Playing For Keeps: The Making Of The Prime Minister, 1988
by Graham Fraser 491 pages, ISBN: 0771032080
Post Your Opinion | | Blowing Up The Bridge by Geoffrey StevensPLAYING FOR KEEPS: THE MAKING OF THE PRIME MINISTER, 1988 by Graham Fraser, McClelland & Stewart, 491 pages, $28.95 cloth, (ISBN 0 7710 3208 0)
ON THE day that Brian Mulroney called the 1988 federal general election, his Progressive Conservatives enjoyed the support of 43 per cent of the Canadian electorate, according to an internal party poll. On election day, 51 days later, the Tories won their second consecutive majority government -- with 43 per cent of the vote.
But don't be misled. Don't conclude that nothing changed, that nothing happened in those 51 days between October I and November 21, 1988. Everything happened. Everything changed, and changed again.
The shifts and twists, rises and falls in the fortunes of the three national parties and their leaders in this pivotal election are painstakingly traced and documented in Playing for Keeps, a fine book by Graham Fraser, Ottawa bureau chief of the Globe and Mail.
The election of 1988 produced excitement as the momentum changed and changed back again. It produced drama with a television debate that actually altered the course of the campaign and nearly altered its outcome. It produced intrigue as each of the three parties experienced internal dissension, notably the Liberals who had to weather a mid-campaign coup attempt against their leader, John Turner.
And, astonishingly, it produced actual substance: a real issue, the free trade deal with the United States, with genuine implications for the future of the country. (Ironically, although the polls showed that Canadians opposed the free trade agreement by a two-to-one margin, the one party that supported the deal won the election -- suggesting that issues that dominate campaigns do not necessarily decide elections.)
For better or worse, the 1988 election also produced a new level of sophistication in the use of public-opinion polling to identify issues, refine policy, formulate strategy, and develop television commercials that would, in the new jargon, "move the numbers."
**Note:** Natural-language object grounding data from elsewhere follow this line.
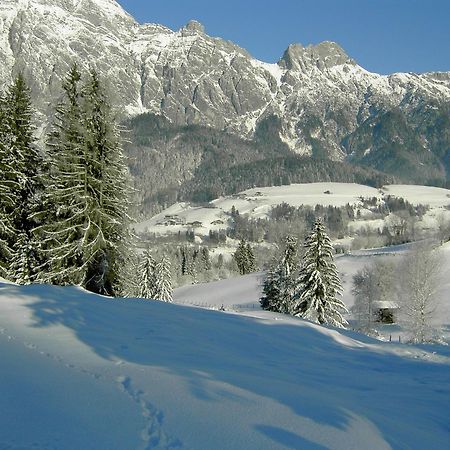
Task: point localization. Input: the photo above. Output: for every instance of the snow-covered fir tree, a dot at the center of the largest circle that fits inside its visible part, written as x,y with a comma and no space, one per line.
421,272
251,259
365,289
87,241
163,280
21,181
279,284
206,260
67,190
318,281
244,258
147,276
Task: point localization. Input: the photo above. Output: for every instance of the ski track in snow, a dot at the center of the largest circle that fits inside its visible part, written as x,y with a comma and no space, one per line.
153,437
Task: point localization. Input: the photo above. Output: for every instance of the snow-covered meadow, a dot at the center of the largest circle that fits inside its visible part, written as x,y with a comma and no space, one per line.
257,203
84,371
213,370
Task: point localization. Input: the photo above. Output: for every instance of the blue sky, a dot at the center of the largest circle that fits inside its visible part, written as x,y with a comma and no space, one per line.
383,36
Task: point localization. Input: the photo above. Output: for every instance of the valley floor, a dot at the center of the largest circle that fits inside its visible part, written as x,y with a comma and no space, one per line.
85,371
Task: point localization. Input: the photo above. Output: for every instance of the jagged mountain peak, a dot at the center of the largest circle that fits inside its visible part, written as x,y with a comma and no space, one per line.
318,93
194,26
326,54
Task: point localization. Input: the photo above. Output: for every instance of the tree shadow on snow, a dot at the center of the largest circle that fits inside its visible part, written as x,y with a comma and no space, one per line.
298,366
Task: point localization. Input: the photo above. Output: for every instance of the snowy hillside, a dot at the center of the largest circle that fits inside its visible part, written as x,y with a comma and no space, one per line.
257,202
81,371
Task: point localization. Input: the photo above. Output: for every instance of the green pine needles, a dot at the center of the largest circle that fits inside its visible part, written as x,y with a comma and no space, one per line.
312,291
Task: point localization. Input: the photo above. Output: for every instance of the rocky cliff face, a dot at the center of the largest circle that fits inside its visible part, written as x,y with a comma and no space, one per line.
328,105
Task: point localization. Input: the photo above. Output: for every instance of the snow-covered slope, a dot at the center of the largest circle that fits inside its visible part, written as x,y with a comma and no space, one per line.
257,202
84,371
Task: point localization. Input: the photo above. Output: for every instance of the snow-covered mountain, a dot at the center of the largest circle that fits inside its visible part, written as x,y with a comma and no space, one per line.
327,104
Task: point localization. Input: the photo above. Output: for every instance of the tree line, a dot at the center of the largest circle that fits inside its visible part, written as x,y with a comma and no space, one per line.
63,208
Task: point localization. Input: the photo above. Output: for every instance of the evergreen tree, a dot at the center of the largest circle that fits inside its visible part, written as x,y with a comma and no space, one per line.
279,285
365,293
9,192
86,243
21,182
147,276
206,260
163,280
244,257
318,281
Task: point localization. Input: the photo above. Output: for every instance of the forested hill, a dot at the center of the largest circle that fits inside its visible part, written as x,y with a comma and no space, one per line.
326,105
171,163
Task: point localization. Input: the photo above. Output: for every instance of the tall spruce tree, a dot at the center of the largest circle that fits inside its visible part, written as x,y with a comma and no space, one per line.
245,258
67,197
147,276
163,280
86,243
318,281
279,284
21,182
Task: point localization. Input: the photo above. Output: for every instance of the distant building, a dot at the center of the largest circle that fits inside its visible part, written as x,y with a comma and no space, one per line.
386,311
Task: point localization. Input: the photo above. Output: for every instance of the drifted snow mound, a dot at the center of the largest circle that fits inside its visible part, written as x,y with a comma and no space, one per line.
80,371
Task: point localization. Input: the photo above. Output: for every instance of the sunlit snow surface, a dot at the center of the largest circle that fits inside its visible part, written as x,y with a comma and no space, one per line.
257,203
80,371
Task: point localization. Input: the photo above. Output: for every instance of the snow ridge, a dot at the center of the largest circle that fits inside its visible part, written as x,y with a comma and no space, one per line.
193,78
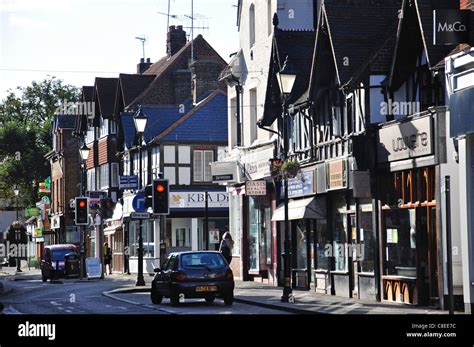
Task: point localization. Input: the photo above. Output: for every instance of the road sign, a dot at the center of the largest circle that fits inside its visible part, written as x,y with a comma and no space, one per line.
138,203
139,215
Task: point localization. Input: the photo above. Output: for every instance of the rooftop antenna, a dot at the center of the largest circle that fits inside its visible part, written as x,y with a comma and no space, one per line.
142,39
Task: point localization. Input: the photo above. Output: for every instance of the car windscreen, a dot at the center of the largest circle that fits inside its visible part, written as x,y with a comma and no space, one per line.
206,260
58,254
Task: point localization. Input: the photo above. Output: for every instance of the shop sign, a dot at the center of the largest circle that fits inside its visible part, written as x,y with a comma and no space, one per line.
38,232
32,212
337,174
188,199
451,26
139,215
128,182
55,222
405,140
213,236
256,188
225,172
301,185
257,164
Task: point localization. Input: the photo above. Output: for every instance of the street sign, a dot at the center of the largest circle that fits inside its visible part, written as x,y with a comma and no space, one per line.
128,182
138,203
139,215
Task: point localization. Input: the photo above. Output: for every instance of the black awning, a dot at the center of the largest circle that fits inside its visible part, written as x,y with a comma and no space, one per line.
461,109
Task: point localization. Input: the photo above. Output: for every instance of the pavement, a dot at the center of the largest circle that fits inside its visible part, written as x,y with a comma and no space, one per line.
305,302
250,293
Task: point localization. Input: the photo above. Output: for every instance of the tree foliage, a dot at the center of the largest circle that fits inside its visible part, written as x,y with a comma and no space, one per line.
26,116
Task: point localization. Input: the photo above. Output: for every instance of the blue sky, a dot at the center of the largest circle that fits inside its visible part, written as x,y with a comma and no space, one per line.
49,37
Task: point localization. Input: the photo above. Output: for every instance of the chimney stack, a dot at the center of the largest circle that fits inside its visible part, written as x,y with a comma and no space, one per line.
142,66
176,39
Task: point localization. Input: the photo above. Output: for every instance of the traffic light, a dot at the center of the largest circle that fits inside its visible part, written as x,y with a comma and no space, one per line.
148,197
82,211
161,197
"Moving the numbers" became the Conservatives' desperate objective following the television debate in which Turner outduelled Mulroney on free trade. Allan Gregg, their pollster, told them: "The bridge which joins the growing fear of free trade ... and the growing support for the Liberal Party, is the credibility of John Turner. People feel he really believes what he is saying."
Thus, "blowing up the bridge" became the Tory strategy -- with TV commercials that attacked Turner's credibility. The ads worked, the bridge blew up, the numbers moved, Mulroney won. All of this, and more, is captured faithfully, vividly, and intelligently in Playing for Keeps. Fraser draws on confidential polls and internal memos as well as firsthand observation and extensive interviews.
Although well-written, the book displays the haste of its preparation. It is longer than it needs to be and is confusing at times when the author recrosses his own tracks as he circles from party to party and from backroom to public arena.
Fluently bilingual, Fraser was author of the 1984 book, PQ: Rene Levesque and the Parti Quebecois in Power. His understanding of Quebec politics shines through again in Playing for Keeps. He makes the point that because many English-language journalists covering the 1988 election spoke little or no French, they could not understand what was really happening in Quebec. As a result, they seriously underestimated Mulroney.
Fraser does not make that mistake. "Mulroney," he writes,
... succeeded in turning the Parti Quebecois formula of sovereignty-association ... upside down.... With the Free Trade Agreement, he was offering Quebec the ideal of economic independence; with Meech Lake, he was offering a political association with the rest of Canada. It was a powerful symbolic combination ...
It was so powerful that Mulroney was able to recreate the old electoral coalition of French-speaking Quebeckers and affluent English- Canadians, mainly of British origin, that won the 1911 reciprocity election for Robert Borden's Conservatives. The irony is that in 1911 the coalition was on the other side of the issue, fighting, successfully, to prevent freer trade with the Americans.
Playing for Keeps is a reporter's book. It is long on fact and rich in detail, but short on impression and opinion. To a fault, Fraser is gentle to personalities and evenhanded in his interpretation. There are points where the context begs for the author to express an opinion. What does he really think of Mulroney, Turner, and Ed Broadbent? Wasn't he even a bit appalled by some of the campaign tactics? Has he no judgement to offer on the journalistic ethics of the CBC's devastating, and misleading, report on the revolt against Turner's leadership? Is he really as sanguine as he seems about the breathtaking hypocrisy of the Tories in renouncing most of their promises as soon as the election was won?
Playing for Keeps is the best political book of the season. But it cries out for an infusion of outrage.